ABC Embedded Article
Positive Embedded era ABC article from an interview with Mark.
Author: Jane Cowan.
Date: 12 May 2004.
Original URL: http://www.abc.net.au/goldcoast/stories/s1101130.htm
Match fit: Mark Seymour says his priorities have changed but he still likes to keep his voice honed with live performance.
Mark Seymour is mellowing.
You get the sense that the consummate rock veteran is as comfortable in his own skin as in his old black jeans.
The former Hunters and Collectors frontman irks at the millionth request for ‘Throw Your Arms Around Me’ but Seymour says the H&C tag is not one he tries to shake. “It’s just one of those things. I was in the band for 17 years. There’s the odd song that I had a lot to do with writing. It’s just become part of the songbook.”

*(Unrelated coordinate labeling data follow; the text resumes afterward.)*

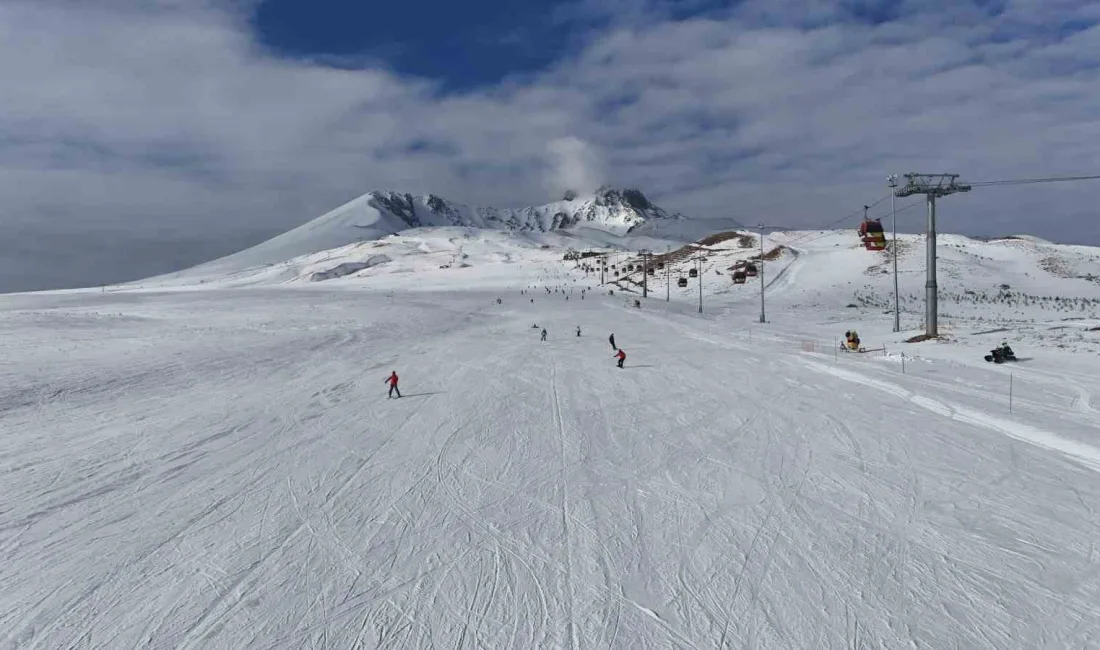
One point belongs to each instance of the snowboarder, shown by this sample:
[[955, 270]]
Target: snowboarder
[[392, 379], [1002, 353]]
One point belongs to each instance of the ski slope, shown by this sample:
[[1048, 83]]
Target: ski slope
[[221, 469]]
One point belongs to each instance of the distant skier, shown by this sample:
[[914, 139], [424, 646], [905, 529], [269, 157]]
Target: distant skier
[[392, 379]]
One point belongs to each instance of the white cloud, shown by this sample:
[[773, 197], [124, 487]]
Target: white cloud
[[133, 121], [575, 166]]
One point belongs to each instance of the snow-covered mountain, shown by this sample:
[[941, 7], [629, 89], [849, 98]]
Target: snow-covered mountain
[[378, 213]]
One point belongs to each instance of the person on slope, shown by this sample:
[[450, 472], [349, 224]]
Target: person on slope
[[392, 379]]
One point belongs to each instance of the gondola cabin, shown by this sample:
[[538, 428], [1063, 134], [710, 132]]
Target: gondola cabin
[[871, 234]]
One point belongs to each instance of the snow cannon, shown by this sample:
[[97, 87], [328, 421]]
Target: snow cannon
[[872, 235]]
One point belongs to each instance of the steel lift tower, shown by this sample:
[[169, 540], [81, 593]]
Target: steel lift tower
[[932, 186]]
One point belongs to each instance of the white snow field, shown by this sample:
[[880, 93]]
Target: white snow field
[[212, 462]]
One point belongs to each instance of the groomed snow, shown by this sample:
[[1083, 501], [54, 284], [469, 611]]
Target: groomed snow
[[209, 466]]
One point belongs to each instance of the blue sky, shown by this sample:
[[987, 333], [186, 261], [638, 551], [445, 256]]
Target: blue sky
[[136, 135], [462, 45]]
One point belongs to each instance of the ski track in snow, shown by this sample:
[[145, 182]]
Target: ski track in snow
[[222, 470]]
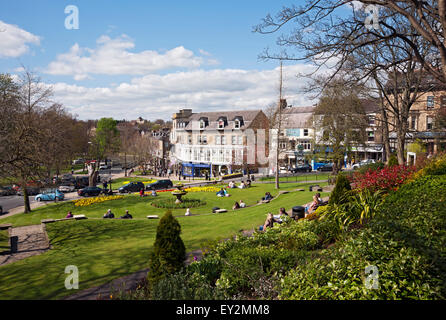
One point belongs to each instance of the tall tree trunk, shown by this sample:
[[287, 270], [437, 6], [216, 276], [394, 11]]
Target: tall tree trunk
[[26, 198]]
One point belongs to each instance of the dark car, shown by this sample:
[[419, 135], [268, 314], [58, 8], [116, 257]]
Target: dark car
[[31, 191], [131, 187], [89, 191], [327, 167], [302, 168], [160, 185], [7, 191], [81, 182]]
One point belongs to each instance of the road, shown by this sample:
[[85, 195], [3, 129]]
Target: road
[[12, 203]]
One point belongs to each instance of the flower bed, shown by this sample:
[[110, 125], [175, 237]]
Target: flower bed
[[170, 203], [89, 201], [387, 179]]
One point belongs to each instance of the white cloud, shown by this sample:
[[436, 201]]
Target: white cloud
[[14, 41], [112, 57], [159, 96]]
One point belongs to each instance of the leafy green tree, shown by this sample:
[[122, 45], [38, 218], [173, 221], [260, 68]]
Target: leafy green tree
[[169, 251]]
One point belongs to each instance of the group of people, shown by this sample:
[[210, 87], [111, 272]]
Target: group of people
[[243, 185], [110, 215], [317, 201], [239, 205], [271, 219]]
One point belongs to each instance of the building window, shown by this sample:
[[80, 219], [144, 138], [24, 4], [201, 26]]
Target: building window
[[413, 122], [429, 123], [430, 102]]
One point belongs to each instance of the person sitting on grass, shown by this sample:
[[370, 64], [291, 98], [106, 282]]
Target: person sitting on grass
[[313, 206], [222, 193], [282, 212], [267, 197], [269, 222], [109, 215], [127, 215]]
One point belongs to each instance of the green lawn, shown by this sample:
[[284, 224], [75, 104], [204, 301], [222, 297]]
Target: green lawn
[[4, 240], [107, 249], [319, 176]]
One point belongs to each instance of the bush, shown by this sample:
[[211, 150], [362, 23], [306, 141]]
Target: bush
[[393, 161], [342, 186], [405, 242], [169, 251], [371, 167]]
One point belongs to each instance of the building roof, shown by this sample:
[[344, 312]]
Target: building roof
[[212, 117], [297, 117]]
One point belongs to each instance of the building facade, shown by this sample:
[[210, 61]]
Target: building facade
[[217, 143]]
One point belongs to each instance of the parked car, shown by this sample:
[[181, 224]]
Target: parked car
[[160, 184], [362, 163], [50, 196], [89, 191], [7, 191], [326, 167], [79, 161], [66, 188], [131, 187], [81, 182], [32, 191], [302, 168]]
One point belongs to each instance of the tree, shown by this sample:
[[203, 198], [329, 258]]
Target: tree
[[169, 252], [325, 30], [339, 122], [105, 142], [24, 104]]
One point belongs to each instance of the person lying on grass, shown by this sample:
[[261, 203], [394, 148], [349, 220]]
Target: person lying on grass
[[109, 215], [127, 215]]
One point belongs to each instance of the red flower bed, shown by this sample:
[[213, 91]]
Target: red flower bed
[[388, 178]]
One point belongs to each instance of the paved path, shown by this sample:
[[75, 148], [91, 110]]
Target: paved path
[[32, 240]]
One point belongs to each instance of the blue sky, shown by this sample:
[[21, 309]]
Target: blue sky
[[174, 46]]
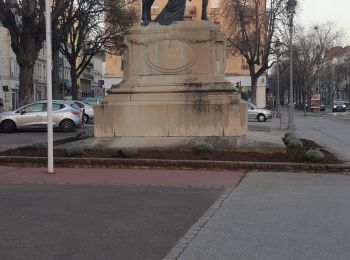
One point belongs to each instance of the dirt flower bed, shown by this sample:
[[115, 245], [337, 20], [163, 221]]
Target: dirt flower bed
[[292, 155]]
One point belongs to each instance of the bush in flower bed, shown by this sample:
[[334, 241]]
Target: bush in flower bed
[[130, 151], [39, 146], [82, 134], [74, 151], [294, 143], [289, 138], [203, 147], [314, 155]]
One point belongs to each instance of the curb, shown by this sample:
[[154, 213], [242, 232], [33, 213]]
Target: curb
[[171, 164]]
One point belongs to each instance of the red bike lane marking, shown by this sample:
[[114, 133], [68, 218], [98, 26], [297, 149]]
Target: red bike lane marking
[[135, 177]]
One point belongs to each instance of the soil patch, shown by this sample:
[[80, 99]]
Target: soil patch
[[293, 155]]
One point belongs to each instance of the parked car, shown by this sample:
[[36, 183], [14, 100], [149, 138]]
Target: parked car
[[89, 110], [259, 114], [339, 106], [66, 116]]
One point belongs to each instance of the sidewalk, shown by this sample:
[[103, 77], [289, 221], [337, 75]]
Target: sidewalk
[[279, 216]]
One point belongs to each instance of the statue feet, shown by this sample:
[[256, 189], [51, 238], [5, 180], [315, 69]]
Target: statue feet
[[145, 22], [205, 17]]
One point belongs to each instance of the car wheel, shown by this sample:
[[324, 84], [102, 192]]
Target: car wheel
[[86, 118], [8, 126], [261, 118], [67, 125]]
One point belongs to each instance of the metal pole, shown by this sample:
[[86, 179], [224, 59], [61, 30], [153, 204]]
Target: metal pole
[[291, 125], [278, 93], [49, 88], [2, 70]]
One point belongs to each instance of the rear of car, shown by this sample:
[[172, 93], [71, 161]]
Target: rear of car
[[259, 114], [88, 110], [339, 106]]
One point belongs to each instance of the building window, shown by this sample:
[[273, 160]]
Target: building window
[[244, 64]]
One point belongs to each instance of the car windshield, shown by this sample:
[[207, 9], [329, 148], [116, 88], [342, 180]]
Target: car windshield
[[75, 106]]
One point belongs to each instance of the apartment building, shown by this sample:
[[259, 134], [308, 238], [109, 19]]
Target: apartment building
[[334, 78], [91, 80], [236, 70]]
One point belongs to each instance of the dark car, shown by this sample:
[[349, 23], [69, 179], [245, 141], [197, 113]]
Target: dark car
[[339, 106]]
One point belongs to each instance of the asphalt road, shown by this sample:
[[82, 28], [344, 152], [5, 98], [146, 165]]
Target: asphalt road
[[332, 130], [29, 137], [96, 222], [279, 216]]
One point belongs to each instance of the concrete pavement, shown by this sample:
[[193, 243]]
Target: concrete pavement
[[279, 216], [89, 214]]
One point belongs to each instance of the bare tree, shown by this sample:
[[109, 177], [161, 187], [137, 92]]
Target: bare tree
[[310, 46], [25, 22], [90, 27], [251, 27]]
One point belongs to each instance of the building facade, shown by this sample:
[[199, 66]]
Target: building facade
[[90, 82], [333, 81]]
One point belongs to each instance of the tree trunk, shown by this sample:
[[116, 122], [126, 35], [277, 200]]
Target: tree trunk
[[254, 83], [75, 86], [26, 84]]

Seymour has fond memories of a childhood growing up in country Victoria, with free rein of the bush. “You just ran around, riding bikes into the scrub, climbing trees, you know. Mates lived on farms. It was a completely different world back then.” But contrary to the stereotype, rock wasn’t something the child Seymour dreamed about. “Absolutely not. I just drifted into it. It wasn’t until age 23 in 1982 that I was seriously singing. It was incredibly surreal.”
Originally trained as an English teacher, the forty-something Seymour is articulate as they come, and very in touch with his roots. Those roots include a strong Catholic upbringing and the ‘lapsed Catholic’ says the religion has definitely impacted upon his music. “Catholicism is a fairly dark religion that inevitably draws a child’s imagination. The concept of sin has always been part of my world. It definitely got me interested in human behaviour. It’s always been a pet subject of mine, just what motivates people. The idea that there are these things called the seven deadly sins that pervade the human mind. There’s some very strange characters that inhabit (my) songs.”
Seymour’s latest album marks a homecoming for Seymour in other ways too. It’s a return to the suburbs from which he escaped in his early twenties. “I think if you want to pursue an artistic life, we all seem to regard the suburbs as a place we had to escape from to achieve those goals. Once you have children and you borrow money from the bank to buy a house you find you’re building up that edifice again. That’s what I’ve done and my life is not particularly exceptional on a personal level. I realised in recent times that if I was going to be true to myself then I was going to make an album that documented and commented on that world.”
Enter Embedded, Seymour’s third solo offering.
While he might be softening on the suburbs, and even religion, Seymour believes sometimes you can say never. Like when it comes to the question of a Hunters reunion.
“It could never happen. I’m not going to let it happen.”